Anyway, I came across the incredibly gorgeous book Dovey Coe, written by Frances O’Roark Dowell, and something clicked. I don’t even know how it came to be in the house. One of the kids must have brought it home. I had grown up drawing pictures of mountains and huge families, and I married a man who was one of thirteen children . . . Lee Smith’s books also gave me great hope and joy when I was a young mother living in Los Angeles with babies and missing the mountains terribly. I knew I had to try to write a mountain girl’s story. I also wanted to open a book where a mother is putting a newborn to sleep in a drawer and a daddy is playing a banjo on the porch, and the little girl’s whole world is up in the red maple tree.

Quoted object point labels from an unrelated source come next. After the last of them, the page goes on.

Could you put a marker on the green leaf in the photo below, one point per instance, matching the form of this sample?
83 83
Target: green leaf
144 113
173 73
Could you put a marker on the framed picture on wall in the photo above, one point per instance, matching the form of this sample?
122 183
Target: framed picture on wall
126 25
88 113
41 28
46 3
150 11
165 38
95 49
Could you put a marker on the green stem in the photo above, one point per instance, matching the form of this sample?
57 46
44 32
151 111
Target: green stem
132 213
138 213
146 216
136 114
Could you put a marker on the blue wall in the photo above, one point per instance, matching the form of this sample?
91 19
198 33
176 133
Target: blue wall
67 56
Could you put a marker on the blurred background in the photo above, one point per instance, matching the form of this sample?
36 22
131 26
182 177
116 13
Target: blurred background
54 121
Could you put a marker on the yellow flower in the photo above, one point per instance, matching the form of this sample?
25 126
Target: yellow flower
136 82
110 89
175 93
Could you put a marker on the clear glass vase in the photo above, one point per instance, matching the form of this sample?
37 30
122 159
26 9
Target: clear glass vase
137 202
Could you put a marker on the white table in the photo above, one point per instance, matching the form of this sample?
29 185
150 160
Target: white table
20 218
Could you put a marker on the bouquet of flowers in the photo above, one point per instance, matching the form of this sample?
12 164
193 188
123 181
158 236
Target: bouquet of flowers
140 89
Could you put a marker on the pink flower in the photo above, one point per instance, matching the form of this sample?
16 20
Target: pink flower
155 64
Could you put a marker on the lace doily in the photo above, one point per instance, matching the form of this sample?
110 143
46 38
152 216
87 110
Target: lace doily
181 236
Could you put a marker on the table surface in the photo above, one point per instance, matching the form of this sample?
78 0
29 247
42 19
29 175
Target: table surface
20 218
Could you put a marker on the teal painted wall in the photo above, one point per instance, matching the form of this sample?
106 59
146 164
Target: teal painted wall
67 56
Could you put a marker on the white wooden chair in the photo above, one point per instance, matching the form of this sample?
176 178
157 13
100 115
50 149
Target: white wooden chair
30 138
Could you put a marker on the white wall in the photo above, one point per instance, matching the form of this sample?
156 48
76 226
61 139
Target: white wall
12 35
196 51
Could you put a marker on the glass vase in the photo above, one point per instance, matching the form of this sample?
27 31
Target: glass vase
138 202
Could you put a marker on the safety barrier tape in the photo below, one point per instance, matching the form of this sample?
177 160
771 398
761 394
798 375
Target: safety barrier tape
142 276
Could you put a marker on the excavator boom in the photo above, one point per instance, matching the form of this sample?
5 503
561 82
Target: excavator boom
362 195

7-Imp: Can you talk a bit about the ways in which your family members helped contribute to Jessie’s Mountain as well as about the research that went into this novel (particularly, the Nashville research)?

Kerry: My daughter, Lucy Madden-Lunsford, drew the birds that are in Jessie’s Mountain as part of Mama’s girlhood journal. I had to plead for the birds, but I knew they belonged, and my editor, Catherine Frank, agreed to look at Lucy’s art. At first I had so many birds and that wasn’t working, but choosing the most important birds made more sense, and Catherine was a great help. My son, Flannery, a musician, edited Livy Two’s songs, and Norah inspired Caroline, as she has in each of the books.

The Nashville Public Library was a great help to me. We were visiting my husband’s family for Christmas in 2006, and I spent the day in the downtown library reading old headlines from December 1963. I learned that it was one of the coldest winters on record in Nashville. The duck pond by the Parthenon had frozen over, and the headline read, “WHAT’S A DUCK TO DO?” I knew Jitters would be worried about those ducks. I also went up and down Music Row to find Mr. George Flowers’ house, and of course, I went to {the} Ryman Auditorium and tried to figure out the geography of the Greyhound Bus Station in relation to the Ryman Auditorium and on down to Broadway and Ernest Tubb’s Record Shop. Candie Moonshower, an author and Nashville native, was a great help. So was my sister-in-law, Tomi Lunsford, a Nashville musician, and her husband, Warren Denny. They answered every kind of question I had about Nashville in the 1960s right after the death of Pasty Cline. My father-in-law, Jim Lunsford, was also a fiddle player on the Grand Ole Opry, and I listened to a lot of his CDs of Reno & Smiley and The Smoky Mountain Boys. I also listened to his uncle’s music, Bascom Lamar Lunsford, a songcatcher in the mountains of Western North Carolina.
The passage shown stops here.